Nun bekomme ich seit einiger Zeit Informationen zugesandt, die beinhalten, das Christen sich in Jerusalem sammeln müssen/sollen, um genau dort, wo der Christus gekreuzigt wurde, WEGEN DER SÜNDEN DER VÄTER, und der Sünden der ganzen Welt, nochmals und nochmals Busse getan werden muss damit Gott uns vergibt.

GOTT sagte schon vor 2000 Jahren, BUSSE führt zu Christus und zum Ewigen Leben und nicht zu Israel! Ich habe mehr als 20 Jahre meines Lebens damit zubringen dürfen zu dem jüdischen Volk stehen zu können, aber erst vor einigen Jahren wurde mir deutlich und klar durch Gottes Wort im Buch der Offenbarung, seit der Kreuzigung des Jesus Christus, hat GOTT selbst das damalige Volk dem Heidentum übergeben! Sie hatten gemeinsame Sache mit den Römern gemacht um den Messias zu töten und wer seinen Messias verwirft ist von Gott aus gesehen, kein messianisches Volk mehr. ABER jeder, der zu diesem CHRISTUS sich hinwendet und sein Leben IHM anvertraut gehört zu diesem „auserwählten Volk des Messias“! Somit ist die Theologie der Marienschwestern, die sie schon seit mehr als 70 Jahren lehren und verbreiten, eine Lehre die in die Irre führt! Und davon muss man sich komplett lösen, denn sie führt ins „Verderben“, das kann ich bestätigen!

Um auf diese Versammlung nochmals einzugehen wie sie hier unten aufgezeigt wird, es ist ein Diebstahl am Volk die noch heute trauern um den zerstörten Tempel, wenn sie ihnen nicht den WAHREN TEMPEL GOTTES, predigen!
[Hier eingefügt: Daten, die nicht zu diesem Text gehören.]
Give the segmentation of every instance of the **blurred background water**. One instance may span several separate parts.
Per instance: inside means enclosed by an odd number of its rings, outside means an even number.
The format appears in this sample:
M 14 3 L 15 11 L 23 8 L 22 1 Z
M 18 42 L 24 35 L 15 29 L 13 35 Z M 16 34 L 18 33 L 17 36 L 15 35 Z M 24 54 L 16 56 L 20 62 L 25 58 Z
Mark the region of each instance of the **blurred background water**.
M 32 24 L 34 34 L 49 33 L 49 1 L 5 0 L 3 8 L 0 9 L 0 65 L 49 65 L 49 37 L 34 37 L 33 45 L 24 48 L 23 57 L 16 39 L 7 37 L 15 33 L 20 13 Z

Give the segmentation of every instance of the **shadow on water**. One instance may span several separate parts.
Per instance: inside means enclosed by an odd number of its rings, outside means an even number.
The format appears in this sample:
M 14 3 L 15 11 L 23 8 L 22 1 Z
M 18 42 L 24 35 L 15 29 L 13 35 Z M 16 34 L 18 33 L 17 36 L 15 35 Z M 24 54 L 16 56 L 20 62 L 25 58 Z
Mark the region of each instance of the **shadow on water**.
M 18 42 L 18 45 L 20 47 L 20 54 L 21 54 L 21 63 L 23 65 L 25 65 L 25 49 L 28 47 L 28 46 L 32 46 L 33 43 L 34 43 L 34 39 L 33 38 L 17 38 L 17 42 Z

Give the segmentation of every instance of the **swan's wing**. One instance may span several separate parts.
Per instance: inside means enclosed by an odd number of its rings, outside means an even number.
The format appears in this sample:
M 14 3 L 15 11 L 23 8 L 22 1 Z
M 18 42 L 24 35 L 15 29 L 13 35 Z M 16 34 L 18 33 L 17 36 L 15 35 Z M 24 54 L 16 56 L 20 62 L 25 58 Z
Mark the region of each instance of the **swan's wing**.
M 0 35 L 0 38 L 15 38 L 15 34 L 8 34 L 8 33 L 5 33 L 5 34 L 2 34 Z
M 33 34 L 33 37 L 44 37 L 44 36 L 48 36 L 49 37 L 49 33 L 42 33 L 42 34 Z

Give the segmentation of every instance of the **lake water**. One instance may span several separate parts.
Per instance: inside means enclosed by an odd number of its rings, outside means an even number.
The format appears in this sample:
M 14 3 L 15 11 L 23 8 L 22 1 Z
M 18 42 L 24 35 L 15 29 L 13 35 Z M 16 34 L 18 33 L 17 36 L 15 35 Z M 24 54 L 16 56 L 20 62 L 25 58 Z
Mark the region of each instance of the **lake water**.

Ja, sie machen sich schuldig an jedem der im nächsten Krieg umkommt und NICHTS erkennen durfte von dem Tempel GOTTES, dem Messias Israels,  der selbst der WAHRE ISRAEL IST!

Fortsetzung folgt bald

 

Nach meiner langen Zeit als Christin in dieser Bewegung, malte ich ein Bild um aufzuzeigen, DAS KREUZ von Golgatha ist die ERLÖSUNG für alle Menschen. Viele Jahre flogen und fuhren wir in alle Lager in Polen. Wir schwiegen auch nicht. Wir riefen auf zu Gebet. Wir führten Konferenzen durch. DOCH am Ende zeigte mir Gott, das KREUZ steht seit mehr als 2000 Jahren  und das, muß man ergreifen! Wir wollten auch jüdisch sein, jüdischer als der Messias der die SÜNDE DER WELT TRUG und der Sohn Gottes ist. Paulus sagt klar :

25Die Beschneidung ist wohl nütz, wenn du das Gesetz hältst; hältst du das Gesetz aber nicht, so bist du aus einem Beschnittenen schon ein Unbeschnittener geworden. 26So nun der Unbeschnittene das Gesetz hält, meinst du nicht, daß da der Unbeschnittene werde für einen Beschnittenen gerechnet? 27Und wird also, der von Natur unbeschnitten ist und das Gesetz vollbringt, dich richten, der du unter dem Buchstaben und der Beschneidung bist und das Gesetz übertrittst. 28Denn das ist nicht ein Jude, der auswendig ein Jude ist, auch ist das nicht eine Beschneidung, die auswendig am Fleisch geschieht; 29sondern das ist ein Jude, der’s inwendig verborgen ist, und die Beschneidung des Herzens ist eine Beschneidung, die im Geist und nicht im Buchstaben geschieht. Eines solchen Lob ist nicht aus Menschen, sondern aus Gott.